Yet, who can love you as much as you yourself can? Am I saying to be egotistical or self-serving? To think you are better than everyone else? No. Self-love and self-centeredness are very different. Everyone has their good and bad qualities, their varying strengths and weaknesses. To think we are a better person compared to others based solely on a few qualities, especially qualities that we have little control over, is incorrect. Loving ourselves does not give us free rein to subjugate others or to hate others for not being us. Loving ourselves means to accept ourselves for the person we are and love our own unique qualities for what they are. Loving ourselves is a relationship we enjoy with ourselves and has nothing to do with others.

To love ourselves, we need to know our own personal identity, the identity that isn’t dependent on anyone else. Imagine you are in a deserted island with no one around. No one knows your name. No one will expect anything of you. No one will care what you say or what you do or what you feel or what you want. Who are you in that moment? What kind of person are you? That is your true personal identity. That is what you want to change if you indeed want to change it. If you want to change yourself, it should only be to better yourself and to accept yourself more fully, with or without the need for acceptance from others. This identity is the one we have to come to terms with, the one we need to learn to accept and all that comes with it, its good and bad and strengths and weaknesses. Once we accept ourselves fully, we learn to love ourselves fully and this is the love, which we in turn must learn to give out to others. There is a fine line between wanting to change and still being at peace with the person you are and wanting change because you are displeased with yourself.

To wish you were someone else is to waste the person you are.” – Kurt Cobain

We can only change by understanding what truly needs to be changed and what doesn’t, what can be changed and what can’t, and to be at peace with the difference.

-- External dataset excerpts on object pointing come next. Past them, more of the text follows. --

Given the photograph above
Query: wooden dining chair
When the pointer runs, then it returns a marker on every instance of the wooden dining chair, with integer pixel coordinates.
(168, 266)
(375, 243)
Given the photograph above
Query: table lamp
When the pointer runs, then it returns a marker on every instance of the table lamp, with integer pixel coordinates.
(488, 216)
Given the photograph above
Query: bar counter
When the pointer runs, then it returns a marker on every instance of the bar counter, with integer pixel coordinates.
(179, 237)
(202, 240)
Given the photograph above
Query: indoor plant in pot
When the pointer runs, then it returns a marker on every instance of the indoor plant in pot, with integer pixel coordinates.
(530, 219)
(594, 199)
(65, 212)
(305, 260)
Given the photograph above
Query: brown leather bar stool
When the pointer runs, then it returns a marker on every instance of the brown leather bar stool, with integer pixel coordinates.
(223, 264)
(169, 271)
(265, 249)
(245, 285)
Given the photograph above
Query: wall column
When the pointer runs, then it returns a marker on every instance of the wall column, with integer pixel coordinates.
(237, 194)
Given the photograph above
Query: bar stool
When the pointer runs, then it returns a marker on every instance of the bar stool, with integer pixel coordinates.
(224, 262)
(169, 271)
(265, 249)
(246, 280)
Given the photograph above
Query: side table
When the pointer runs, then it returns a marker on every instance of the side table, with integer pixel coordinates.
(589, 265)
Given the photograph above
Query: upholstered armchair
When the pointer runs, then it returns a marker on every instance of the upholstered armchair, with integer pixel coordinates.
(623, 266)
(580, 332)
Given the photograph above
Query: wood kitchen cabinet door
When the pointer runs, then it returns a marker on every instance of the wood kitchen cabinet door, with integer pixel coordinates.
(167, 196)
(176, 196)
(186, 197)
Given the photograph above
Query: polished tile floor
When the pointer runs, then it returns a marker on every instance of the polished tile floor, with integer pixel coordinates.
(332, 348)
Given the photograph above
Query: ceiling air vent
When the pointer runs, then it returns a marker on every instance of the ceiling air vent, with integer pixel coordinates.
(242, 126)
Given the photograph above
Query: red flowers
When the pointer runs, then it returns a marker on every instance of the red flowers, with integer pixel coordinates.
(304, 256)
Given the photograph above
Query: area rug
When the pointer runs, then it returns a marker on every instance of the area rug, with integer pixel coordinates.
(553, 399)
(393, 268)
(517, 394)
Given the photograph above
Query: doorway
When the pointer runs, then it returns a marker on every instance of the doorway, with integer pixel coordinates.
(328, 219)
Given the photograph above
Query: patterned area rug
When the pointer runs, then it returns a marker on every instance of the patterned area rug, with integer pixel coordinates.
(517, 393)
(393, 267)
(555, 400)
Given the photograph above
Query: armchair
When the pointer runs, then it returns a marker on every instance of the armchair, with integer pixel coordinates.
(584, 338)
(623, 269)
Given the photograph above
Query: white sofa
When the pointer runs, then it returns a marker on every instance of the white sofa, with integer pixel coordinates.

God, grant me the serenity
To accept the things I cannot change;
Courage to change the things I can;
And wisdom to know the difference.

[Serenity Prayer by Reinhold Niebuhr]

Once we figure out what can be changed and what needs to be changed, we have to look at where it came from in the first place. In order to uproot a behavior or a way of thinking, we need to find the main root or foundation. You can pull out everything else but if you fail to pull the main root, not only will it come back, it may come back stronger. We need to come to an understanding of the reasons behind something because that is what needs to be changed before the actual behavior or way of thinking can be changed.

This is where self-reflection comes in again. Like we discussed previously, everything that happens has a cause. We must find that cause and figure out where it comes from. Not only that, but we need to understand what part of us chooses to make the decision of certain behaviors. Even if we are not conscious of it, there is always something that actively chooses to go ahead with an action and always a reason behind that choice. To find that reason, to find what pushes us forward towards that behavior is to find out what to focus our attention on.